郁闷不止的武元庆,很是无语房玄龄怨妇般目光,牵强着笑容应付房夫人八卦问题,内心深处处于极度崩溃状态,能不能聊一些愉快话题?老是追问婚姻问题,想干啥呢?
实在是看不过眼的房玄龄,忍不住干咳一声打断房夫人:“嗯哼~夫人,武贤侄与程家有婚约了。”
房夫人恼怒瞪视坏气氛的房玄龄一眼说道:“老房子,有你说话事儿吗?哼~又是程咬金那老货,他家闺女能长成什么样?贤侄,你不怕……”
噗嗤~
喝酒掩饰崩溃内心的武元庆,被房夫人彪悍的惊到了,入喉的酒水忍不住喷洒而出,房玄龄无力呻吟一声,仿佛是在为自家夫人闭塞消息感到羞愧。
确实,房夫人一直窝在家里相夫教子,对房玄龄又是防范十足禁止纳妾,哪有什么闲情雅趣去关注外界消息?尽管外界传闻程家闺女挤入长安三美之一,可程家闺女一直蒙面示人,谁知道是不是传闻哪样?
房玄龄败给消息闭塞的自家夫人,好心提醒房夫人说道:“夫人,程家闺女俊着叻……”
房玄龄不解释还好,这一解释就出问题了,醋劲十足的房夫人,拉长声线提防着房玄龄说道:“嗯?老房子,你怎么知晓的?莫不成你又有什么想法?”

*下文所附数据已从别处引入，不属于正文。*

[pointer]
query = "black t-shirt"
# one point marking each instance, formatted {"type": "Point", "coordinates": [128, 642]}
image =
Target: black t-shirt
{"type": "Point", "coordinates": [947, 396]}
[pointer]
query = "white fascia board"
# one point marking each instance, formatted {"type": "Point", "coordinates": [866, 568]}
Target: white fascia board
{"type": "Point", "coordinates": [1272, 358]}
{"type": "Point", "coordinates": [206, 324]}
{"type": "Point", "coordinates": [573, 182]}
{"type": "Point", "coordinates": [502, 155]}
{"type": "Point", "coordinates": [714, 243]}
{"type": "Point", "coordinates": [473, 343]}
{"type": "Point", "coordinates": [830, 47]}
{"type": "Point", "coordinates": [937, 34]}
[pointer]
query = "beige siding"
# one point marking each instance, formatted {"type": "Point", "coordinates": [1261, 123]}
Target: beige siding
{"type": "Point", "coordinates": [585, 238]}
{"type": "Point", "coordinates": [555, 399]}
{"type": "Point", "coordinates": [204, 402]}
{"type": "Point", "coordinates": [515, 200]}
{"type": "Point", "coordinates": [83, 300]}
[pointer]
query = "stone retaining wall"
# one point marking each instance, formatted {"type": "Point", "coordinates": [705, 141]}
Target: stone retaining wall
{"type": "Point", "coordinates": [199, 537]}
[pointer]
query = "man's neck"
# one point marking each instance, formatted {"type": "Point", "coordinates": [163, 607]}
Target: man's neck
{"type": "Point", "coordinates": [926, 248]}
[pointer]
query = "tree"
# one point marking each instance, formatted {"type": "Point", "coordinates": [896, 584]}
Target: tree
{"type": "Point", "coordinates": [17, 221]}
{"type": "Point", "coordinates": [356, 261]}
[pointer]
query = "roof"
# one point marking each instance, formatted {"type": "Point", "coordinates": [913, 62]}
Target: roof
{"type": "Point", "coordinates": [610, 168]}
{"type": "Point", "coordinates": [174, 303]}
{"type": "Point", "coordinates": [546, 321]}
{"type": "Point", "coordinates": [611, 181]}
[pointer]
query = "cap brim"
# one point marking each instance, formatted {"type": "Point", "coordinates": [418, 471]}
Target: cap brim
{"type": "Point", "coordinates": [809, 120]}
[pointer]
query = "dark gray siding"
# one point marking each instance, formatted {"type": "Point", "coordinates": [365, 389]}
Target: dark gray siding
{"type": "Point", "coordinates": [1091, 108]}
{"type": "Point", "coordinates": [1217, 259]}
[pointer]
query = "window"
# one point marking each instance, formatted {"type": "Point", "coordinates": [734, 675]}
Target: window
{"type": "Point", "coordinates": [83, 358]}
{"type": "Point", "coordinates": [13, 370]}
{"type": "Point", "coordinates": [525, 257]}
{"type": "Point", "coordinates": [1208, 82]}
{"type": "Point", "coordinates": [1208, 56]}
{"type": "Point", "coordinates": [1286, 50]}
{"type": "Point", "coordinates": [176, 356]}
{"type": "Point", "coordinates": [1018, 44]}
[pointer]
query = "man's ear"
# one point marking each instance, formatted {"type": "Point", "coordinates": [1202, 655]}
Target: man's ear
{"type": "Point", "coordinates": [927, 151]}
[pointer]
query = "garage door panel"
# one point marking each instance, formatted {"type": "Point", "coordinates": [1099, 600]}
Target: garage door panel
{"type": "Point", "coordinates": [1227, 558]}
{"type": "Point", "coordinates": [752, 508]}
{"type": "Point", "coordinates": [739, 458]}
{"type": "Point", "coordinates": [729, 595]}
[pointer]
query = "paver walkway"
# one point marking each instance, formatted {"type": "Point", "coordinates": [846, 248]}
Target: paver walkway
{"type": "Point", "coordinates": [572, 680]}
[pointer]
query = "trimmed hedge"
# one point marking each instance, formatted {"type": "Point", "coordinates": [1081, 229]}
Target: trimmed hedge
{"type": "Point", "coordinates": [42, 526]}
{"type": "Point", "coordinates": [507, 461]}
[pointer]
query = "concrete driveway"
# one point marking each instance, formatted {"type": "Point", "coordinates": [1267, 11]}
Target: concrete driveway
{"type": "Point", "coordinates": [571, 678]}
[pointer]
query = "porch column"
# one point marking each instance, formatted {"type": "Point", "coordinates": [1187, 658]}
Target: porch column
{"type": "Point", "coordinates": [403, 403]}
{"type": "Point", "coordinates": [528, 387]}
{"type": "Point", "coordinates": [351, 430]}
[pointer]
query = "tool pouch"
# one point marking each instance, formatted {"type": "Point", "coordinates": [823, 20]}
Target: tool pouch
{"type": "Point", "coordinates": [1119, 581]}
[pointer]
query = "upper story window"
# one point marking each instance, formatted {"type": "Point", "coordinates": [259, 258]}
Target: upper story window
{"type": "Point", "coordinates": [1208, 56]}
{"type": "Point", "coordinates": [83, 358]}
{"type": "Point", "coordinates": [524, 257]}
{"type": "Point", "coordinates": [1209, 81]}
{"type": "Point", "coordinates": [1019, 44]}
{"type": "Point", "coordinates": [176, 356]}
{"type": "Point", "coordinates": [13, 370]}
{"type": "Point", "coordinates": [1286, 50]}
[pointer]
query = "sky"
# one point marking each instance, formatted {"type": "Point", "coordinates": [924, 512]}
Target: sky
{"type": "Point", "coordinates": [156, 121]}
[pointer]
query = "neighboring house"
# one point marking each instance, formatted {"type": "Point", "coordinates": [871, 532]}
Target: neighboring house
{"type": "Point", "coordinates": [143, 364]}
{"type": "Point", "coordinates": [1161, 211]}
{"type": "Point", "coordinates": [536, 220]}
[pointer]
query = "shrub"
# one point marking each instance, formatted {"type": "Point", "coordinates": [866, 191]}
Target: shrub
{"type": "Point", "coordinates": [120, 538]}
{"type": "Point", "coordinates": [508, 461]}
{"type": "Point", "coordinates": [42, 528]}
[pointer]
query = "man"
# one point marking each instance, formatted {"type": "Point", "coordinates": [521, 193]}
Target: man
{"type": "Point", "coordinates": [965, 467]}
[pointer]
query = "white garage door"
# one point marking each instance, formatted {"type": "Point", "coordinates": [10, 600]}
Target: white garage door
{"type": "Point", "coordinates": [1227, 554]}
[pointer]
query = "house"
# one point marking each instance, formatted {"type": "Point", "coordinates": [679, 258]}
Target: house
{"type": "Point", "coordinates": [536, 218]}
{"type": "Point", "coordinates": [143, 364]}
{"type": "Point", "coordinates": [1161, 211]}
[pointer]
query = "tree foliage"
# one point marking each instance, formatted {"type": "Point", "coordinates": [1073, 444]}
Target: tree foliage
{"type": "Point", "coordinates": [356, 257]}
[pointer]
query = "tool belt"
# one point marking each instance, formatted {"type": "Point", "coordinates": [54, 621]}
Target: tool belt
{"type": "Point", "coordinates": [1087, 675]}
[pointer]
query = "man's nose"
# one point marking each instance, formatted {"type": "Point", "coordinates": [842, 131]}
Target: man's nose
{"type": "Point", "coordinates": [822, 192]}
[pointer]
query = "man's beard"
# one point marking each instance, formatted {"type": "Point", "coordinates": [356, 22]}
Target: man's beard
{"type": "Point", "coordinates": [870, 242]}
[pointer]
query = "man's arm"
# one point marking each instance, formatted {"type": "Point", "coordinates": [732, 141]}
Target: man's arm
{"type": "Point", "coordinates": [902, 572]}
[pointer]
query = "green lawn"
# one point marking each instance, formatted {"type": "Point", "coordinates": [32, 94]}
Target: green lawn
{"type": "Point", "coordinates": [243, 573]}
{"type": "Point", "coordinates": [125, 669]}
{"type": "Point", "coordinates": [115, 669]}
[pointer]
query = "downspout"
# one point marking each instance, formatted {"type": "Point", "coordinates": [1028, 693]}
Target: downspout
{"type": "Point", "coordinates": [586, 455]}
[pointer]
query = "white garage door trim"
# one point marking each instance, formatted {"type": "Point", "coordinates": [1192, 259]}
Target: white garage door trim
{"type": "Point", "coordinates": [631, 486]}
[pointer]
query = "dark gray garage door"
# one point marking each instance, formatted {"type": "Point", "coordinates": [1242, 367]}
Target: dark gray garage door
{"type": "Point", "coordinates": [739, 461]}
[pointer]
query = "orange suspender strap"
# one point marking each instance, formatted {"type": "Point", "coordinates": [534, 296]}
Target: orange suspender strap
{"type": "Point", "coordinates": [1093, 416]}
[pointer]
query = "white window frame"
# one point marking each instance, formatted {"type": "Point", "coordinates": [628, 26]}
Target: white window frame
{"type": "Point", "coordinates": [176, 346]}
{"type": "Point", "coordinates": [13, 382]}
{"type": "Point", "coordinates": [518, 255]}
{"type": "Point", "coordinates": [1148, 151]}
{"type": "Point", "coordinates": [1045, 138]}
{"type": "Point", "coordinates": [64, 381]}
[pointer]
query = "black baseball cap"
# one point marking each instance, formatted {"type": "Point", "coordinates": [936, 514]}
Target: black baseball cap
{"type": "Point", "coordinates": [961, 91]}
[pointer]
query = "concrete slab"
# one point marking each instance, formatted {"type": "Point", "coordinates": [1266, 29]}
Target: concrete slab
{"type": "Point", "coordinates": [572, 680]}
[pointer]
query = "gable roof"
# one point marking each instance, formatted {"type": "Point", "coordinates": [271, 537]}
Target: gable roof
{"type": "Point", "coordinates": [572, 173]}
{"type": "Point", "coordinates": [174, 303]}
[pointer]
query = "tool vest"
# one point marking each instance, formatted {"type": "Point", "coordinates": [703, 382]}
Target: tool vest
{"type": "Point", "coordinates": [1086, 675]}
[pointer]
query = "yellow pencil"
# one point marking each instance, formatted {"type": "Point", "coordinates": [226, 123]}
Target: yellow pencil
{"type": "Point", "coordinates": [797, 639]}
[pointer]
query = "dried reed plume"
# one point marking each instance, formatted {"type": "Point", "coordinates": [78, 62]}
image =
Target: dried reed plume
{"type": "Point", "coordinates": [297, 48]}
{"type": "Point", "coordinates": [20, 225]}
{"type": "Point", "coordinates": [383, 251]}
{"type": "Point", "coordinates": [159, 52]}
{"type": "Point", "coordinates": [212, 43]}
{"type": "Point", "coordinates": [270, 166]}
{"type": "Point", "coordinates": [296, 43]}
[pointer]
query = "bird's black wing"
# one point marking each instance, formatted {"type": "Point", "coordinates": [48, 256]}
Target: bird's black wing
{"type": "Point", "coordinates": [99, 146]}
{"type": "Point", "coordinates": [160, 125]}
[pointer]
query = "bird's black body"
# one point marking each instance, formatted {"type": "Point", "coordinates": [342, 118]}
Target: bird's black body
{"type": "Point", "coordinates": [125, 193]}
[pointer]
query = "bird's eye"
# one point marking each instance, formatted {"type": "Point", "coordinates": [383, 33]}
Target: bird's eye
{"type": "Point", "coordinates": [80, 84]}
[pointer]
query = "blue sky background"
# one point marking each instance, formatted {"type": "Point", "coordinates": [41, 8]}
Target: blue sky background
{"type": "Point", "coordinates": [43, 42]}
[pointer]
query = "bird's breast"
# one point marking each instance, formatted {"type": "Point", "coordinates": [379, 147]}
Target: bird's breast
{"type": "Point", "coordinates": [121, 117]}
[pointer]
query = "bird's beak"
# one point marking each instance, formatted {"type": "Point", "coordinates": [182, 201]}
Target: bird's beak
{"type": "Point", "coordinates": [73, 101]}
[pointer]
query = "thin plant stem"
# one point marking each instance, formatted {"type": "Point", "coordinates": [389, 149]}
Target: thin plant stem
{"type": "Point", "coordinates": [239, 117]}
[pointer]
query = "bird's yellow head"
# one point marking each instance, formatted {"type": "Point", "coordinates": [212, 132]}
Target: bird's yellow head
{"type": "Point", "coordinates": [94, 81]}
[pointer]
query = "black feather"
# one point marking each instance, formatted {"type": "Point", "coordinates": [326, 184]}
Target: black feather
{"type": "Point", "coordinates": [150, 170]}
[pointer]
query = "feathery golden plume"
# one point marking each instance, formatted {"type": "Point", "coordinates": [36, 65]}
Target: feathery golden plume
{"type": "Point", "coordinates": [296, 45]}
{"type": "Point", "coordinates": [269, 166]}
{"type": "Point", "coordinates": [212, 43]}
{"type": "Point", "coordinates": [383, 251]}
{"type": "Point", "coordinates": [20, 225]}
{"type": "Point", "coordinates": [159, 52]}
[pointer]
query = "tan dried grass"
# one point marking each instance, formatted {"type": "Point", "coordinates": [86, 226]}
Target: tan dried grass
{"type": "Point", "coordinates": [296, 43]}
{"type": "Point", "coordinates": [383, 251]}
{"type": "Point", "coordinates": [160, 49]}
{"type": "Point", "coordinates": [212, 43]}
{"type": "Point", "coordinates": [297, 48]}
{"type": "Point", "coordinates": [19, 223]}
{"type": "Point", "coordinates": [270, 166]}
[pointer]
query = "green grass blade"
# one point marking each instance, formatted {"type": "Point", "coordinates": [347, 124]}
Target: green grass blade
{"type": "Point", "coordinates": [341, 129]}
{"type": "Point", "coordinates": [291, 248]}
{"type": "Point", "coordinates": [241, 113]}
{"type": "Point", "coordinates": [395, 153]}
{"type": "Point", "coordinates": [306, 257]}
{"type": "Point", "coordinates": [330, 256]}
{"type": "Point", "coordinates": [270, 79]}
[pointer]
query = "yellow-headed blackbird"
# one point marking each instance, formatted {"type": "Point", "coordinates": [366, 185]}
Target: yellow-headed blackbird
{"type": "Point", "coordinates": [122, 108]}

险些气岔的房玄龄,欲哭无泪说道:“夫人,你,你这是打横来不讲理。”
占理的房夫人不依不饶说道:“哟呵,哟呵,恼羞成怒了?老房子,心虚的人就是喝酒掩饰……”
房玄龄哭笑不得放下手里的酒耳,得,对的,错的,房夫人全占了,武元庆一言不发看热闹,内心深处替房玄龄默哀三分钟,如戏般人生发生在房玄龄身上,男人活成这样还真是够累的。
硬气一把的房玄龄,赌着晚上跪搓衣板风险道:“为夫懒得与妇人之见逞口舌之劳,贤侄,你找房某人有何事?”
武元庆不待房夫人开口,直接开门见山说道:“房相爷,小子想进国子监当差。”
房玄龄有些意外捋着胡须说道:“哦,贤侄,你不是在程咬金骠骑营当差?为何想着要进国子监当差?”
说累的房夫人大翻白眼,见房玄龄和武元庆说正事,识趣的没有打搅,内心却在琢磨着怎么收拾房玄龄,悲惨的房玄龄丝毫不知道,他自己硬气一把后果是什么。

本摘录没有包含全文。